Che cosa suggerisce il Galateo a proposito del conversare?
Il nostro modo di parlare, di gesticolare, la nostra libertà intellettuale e anche le nostre frequentazioni comunicano agli altri il nostro modo d’essere.
Alcuni sono conversatori nati e sanno suscitare l’interesse e la simpatia di chi li ascolta. Altri possono diventarlo con piccoli suggerimenti.
Imparare a condurre una conversazione garbata è un’arte che ha bisogno di fantasia, tecnica linguistica ed equilibrio.
La capacità di ascolto è una delle prime “regole” cui attenersi per affrontare con rispetto il vostro interlocutore.
Valutate attentamente la persona con la quale state dialogando per la prima volta: anche se v’ispira fiducia e simpatia non la conoscete, quindi, prima di manifestare giudizi o opinioni, pensateci bene.
Buon senso, tolleranza e garbo servono ad esprimersi in modo piacevole con le persone che incontriamo.
Se involontariamente offendete la sensibilità di qualcuno, scusatevi immediatamente e spiegate la vostra buona fede e il vostro rammarico per l’accaduto.
In generale, quando si conoscono persone nuove, è meglio non toccare argomenti quali: denaro, sesso, politica o grandi temi filosofici.
Certo, le lusinghe possono aprire molte porte, ma solo se i complimenti sono sinceri ed educati.
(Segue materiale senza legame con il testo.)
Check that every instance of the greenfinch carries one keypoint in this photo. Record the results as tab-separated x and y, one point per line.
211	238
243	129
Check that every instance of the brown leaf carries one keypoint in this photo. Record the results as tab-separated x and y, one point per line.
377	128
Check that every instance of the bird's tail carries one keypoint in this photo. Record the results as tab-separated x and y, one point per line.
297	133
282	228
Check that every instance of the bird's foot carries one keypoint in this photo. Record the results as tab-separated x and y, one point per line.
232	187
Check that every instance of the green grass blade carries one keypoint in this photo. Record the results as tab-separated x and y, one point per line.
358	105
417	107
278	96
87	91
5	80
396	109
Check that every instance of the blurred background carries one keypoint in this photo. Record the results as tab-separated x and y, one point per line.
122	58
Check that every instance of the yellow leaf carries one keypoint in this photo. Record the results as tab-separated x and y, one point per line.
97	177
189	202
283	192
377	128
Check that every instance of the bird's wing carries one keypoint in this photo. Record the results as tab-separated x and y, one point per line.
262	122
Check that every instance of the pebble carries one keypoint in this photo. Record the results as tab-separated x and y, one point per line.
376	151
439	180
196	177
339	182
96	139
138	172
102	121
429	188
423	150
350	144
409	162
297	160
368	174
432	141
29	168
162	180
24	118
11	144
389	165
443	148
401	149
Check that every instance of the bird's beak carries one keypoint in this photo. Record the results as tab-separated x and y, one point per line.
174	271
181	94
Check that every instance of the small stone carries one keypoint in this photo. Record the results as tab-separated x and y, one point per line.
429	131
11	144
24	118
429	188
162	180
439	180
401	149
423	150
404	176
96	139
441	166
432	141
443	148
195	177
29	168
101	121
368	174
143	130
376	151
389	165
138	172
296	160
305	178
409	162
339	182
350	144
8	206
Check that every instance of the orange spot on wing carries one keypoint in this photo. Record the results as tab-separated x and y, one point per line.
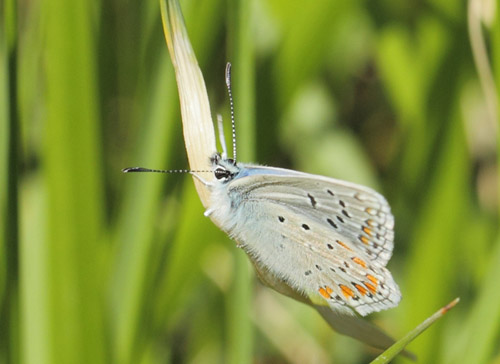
324	292
343	245
364	240
372	278
348	293
370	211
367	231
359	261
371	287
361	289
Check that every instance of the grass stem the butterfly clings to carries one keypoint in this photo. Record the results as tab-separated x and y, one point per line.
319	240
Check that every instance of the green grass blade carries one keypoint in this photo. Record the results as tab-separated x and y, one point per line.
75	197
400	345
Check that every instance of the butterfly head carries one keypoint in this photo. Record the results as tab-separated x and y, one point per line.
225	169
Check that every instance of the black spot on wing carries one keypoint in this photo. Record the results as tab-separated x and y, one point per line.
313	200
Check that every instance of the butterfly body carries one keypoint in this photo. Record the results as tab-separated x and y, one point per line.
324	240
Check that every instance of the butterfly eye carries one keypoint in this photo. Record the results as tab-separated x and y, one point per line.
221	173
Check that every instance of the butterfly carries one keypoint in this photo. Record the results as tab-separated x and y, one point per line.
319	240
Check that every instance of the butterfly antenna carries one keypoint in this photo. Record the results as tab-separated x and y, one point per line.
220	127
233	126
141	169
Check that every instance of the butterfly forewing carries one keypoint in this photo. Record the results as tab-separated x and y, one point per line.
358	213
295	239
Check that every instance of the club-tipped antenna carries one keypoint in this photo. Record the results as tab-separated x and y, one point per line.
141	169
233	126
222	139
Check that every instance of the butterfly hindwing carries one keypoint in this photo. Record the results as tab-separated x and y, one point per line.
293	239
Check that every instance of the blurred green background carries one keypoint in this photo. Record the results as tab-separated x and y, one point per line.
101	267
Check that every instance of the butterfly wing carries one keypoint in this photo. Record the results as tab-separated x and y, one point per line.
355	211
290	215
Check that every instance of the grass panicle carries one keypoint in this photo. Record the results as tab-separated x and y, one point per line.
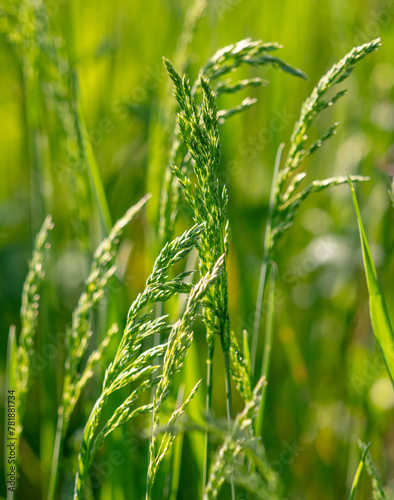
29	317
132	363
78	335
21	352
240	440
222	63
179	341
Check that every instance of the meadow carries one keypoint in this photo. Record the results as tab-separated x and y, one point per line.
195	271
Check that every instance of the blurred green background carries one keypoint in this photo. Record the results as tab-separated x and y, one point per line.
328	386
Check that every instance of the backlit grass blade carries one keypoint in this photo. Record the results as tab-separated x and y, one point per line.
10	385
378	310
358	474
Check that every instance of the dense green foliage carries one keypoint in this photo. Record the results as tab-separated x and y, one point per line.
246	364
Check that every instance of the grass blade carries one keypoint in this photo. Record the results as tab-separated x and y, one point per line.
358	473
378	310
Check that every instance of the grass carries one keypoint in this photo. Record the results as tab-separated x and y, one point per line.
144	369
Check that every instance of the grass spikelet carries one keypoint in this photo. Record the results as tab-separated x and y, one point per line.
77	337
317	103
179	341
29	316
20	353
224	62
131	363
238	437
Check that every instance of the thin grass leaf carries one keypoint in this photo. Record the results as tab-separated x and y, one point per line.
240	433
131	363
377	487
78	335
179	342
377	306
358	473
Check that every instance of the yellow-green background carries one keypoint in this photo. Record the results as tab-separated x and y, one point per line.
327	385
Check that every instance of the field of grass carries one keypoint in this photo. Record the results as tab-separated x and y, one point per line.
87	130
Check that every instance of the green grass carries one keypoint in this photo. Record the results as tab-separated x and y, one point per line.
266	328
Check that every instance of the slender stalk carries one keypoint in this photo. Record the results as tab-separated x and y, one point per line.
208	405
269	327
358	474
263	272
58	446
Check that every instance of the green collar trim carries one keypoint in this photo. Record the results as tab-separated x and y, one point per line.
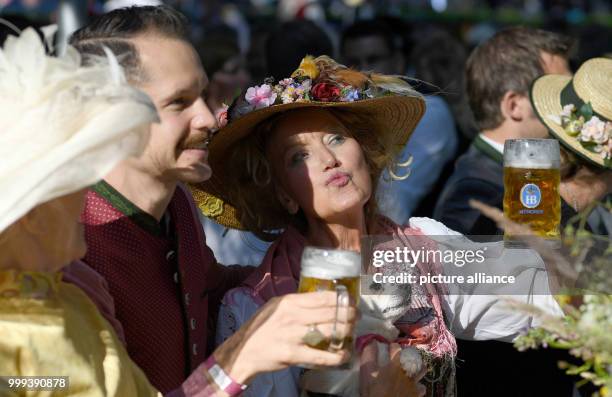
488	150
125	206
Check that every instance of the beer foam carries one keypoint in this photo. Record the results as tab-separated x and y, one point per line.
533	153
330	264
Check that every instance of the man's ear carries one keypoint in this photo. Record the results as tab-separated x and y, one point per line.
513	106
290	204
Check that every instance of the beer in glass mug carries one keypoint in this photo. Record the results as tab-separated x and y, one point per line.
332	270
531	185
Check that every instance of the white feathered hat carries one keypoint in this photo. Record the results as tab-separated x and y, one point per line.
63	126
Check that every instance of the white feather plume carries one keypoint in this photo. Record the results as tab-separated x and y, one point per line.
62	126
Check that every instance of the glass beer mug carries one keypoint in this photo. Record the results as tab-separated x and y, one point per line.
531	185
332	270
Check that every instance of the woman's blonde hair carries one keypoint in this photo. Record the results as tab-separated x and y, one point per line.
252	186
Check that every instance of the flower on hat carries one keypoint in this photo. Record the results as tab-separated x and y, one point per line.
260	96
326	92
221	116
318	79
308	68
593	133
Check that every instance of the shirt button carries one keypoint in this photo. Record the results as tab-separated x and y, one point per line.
170	255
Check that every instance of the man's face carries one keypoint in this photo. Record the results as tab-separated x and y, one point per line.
176	82
371	53
552	64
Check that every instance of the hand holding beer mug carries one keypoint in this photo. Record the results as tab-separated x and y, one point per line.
331	270
531	185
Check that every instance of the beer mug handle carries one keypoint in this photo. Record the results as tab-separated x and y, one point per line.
342	300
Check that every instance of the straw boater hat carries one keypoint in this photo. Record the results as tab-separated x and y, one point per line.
62	126
390	106
578	110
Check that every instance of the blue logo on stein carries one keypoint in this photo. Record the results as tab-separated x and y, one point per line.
531	195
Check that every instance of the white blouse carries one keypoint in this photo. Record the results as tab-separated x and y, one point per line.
469	316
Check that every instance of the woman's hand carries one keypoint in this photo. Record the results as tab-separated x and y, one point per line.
387	380
272	339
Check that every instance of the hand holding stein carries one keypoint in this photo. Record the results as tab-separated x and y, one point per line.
531	185
331	270
312	329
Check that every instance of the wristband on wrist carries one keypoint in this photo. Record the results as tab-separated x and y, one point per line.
222	379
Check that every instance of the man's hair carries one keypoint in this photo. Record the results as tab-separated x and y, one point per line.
509	61
115	30
369	28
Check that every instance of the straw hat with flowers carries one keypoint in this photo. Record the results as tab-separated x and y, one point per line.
387	106
578	110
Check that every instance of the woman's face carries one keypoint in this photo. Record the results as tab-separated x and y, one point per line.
318	167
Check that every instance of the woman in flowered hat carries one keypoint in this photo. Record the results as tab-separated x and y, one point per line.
63	126
298	164
578	112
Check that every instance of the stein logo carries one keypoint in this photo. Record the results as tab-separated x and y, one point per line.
531	195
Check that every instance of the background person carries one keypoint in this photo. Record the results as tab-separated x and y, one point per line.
586	175
373	46
498	76
499	73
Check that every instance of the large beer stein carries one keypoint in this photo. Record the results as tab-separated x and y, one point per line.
331	270
531	185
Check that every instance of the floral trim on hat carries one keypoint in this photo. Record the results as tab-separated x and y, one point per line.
593	133
315	80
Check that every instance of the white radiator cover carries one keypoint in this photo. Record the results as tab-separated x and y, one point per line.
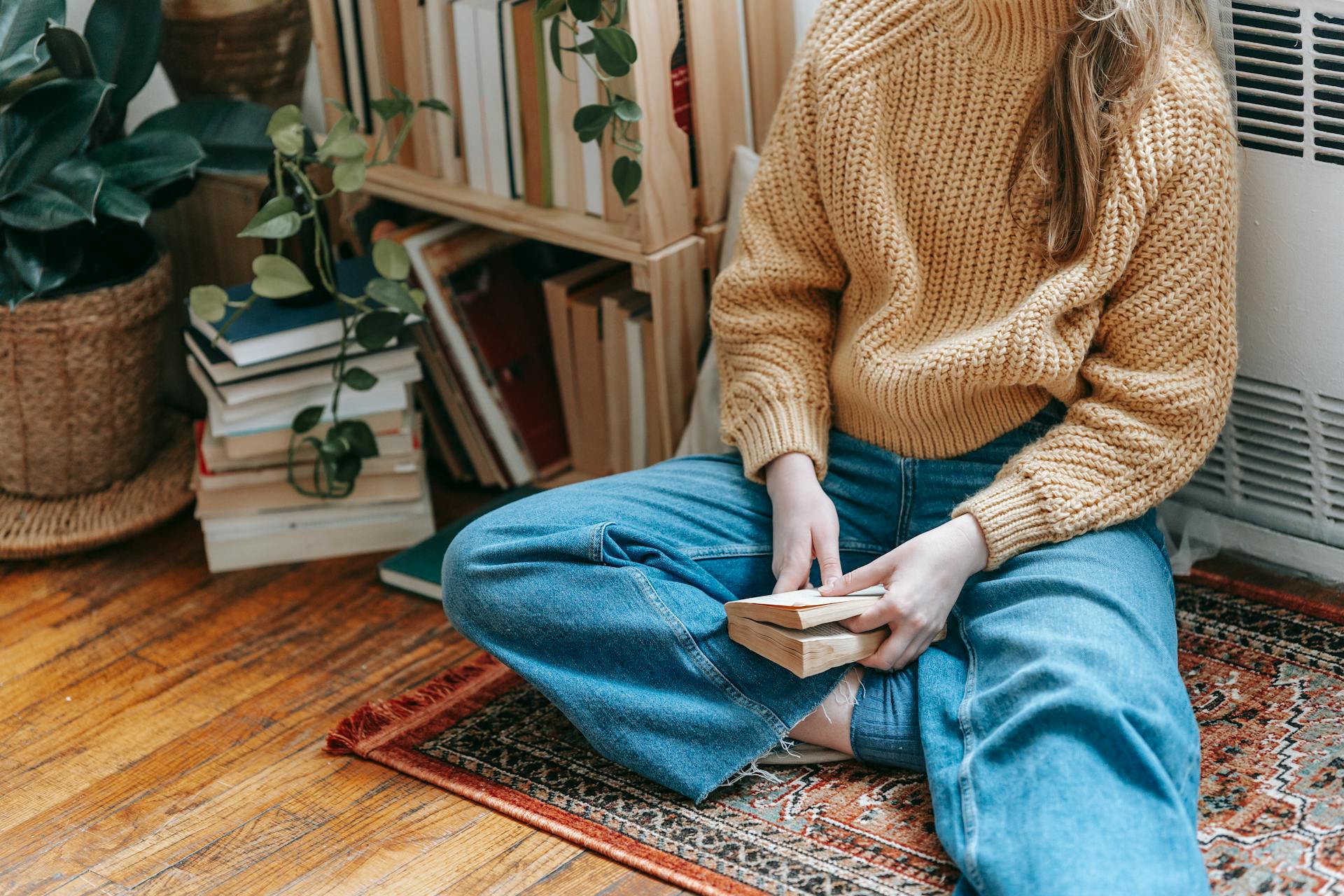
1280	464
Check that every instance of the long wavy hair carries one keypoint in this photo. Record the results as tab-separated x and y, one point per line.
1109	62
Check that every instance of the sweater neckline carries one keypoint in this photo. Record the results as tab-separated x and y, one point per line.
1016	34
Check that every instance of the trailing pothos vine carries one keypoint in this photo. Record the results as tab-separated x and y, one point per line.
372	318
609	51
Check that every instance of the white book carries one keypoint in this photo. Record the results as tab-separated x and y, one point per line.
484	398
472	115
561	133
492	96
442	73
225	371
288	405
354	65
318	539
592	152
512	99
261	387
638	410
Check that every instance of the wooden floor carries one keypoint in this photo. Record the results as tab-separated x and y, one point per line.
162	729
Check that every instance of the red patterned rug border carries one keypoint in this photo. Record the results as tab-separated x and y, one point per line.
581	832
1307	606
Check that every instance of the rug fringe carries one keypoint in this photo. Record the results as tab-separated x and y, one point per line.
375	716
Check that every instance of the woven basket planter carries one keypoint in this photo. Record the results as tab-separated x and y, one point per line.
80	386
244	49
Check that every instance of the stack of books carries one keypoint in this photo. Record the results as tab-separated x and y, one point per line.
603	332
512	131
272	363
802	631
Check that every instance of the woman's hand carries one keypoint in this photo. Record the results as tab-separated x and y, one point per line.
924	580
806	523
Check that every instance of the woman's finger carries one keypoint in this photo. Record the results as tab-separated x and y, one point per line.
793	574
825	543
875	573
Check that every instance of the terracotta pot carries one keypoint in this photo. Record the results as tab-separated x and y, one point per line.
80	386
245	49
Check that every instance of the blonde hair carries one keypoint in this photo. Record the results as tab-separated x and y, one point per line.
1109	62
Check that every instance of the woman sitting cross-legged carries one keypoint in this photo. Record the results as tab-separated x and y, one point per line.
979	324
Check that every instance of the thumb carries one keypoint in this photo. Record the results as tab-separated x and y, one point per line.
875	573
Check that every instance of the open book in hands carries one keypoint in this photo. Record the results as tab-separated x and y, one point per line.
802	631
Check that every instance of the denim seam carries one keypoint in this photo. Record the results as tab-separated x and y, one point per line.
717	551
968	745
907	492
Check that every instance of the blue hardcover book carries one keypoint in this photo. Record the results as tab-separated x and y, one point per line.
279	328
420	568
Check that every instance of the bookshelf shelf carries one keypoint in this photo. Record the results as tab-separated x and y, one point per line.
559	226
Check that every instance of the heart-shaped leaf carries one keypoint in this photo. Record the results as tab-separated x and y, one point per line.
232	132
377	330
286	131
277	277
308	418
391	261
67	195
587	10
359	379
360	437
124	39
393	295
626	109
626	175
590	121
150	159
43	128
209	302
69	51
616	51
118	202
277	219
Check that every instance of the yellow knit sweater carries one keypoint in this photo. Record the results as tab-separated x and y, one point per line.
882	285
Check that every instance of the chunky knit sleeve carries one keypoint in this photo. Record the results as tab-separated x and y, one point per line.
1160	371
774	307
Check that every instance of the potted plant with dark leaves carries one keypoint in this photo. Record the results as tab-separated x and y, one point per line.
83	284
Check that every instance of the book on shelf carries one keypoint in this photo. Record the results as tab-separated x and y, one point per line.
420	568
802	631
489	320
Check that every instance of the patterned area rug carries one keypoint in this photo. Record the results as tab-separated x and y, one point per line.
1266	682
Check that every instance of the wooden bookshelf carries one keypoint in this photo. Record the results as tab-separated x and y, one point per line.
663	232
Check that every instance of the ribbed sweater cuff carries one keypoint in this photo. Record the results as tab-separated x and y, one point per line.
773	429
1012	516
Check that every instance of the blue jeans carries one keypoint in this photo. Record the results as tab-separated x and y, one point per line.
1059	743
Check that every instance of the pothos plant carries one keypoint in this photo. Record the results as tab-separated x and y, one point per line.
372	318
593	31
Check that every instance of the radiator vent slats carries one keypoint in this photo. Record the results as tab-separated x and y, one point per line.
1280	463
1289	81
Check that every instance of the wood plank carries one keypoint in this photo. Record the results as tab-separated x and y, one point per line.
676	288
718	99
666	203
771	46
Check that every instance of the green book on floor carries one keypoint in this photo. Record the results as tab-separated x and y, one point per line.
420	568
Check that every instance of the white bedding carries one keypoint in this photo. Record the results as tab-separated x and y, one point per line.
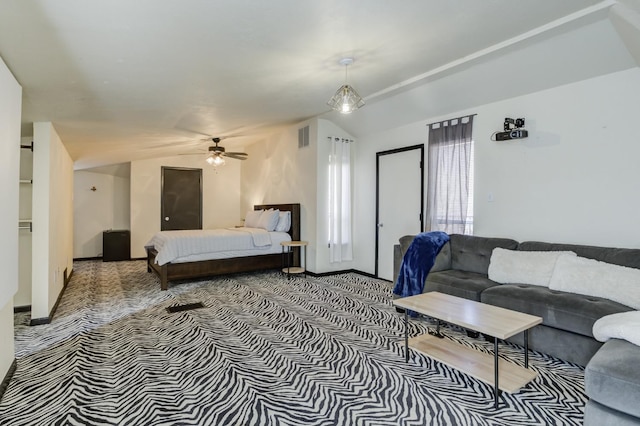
207	244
Ricordate, che non c’è cosa più sgradita, nel sfruttare le conversazioni per carpire informazioni!
Un buon conversatore è attento alle reazioni altrui, anticipa e capta stati d’animo del suo interlocutore e accetta l’opinione altrui senza sminuirla.
Non dimenticate che la conversazione è un dialogo tra due o più persone e non un monologo.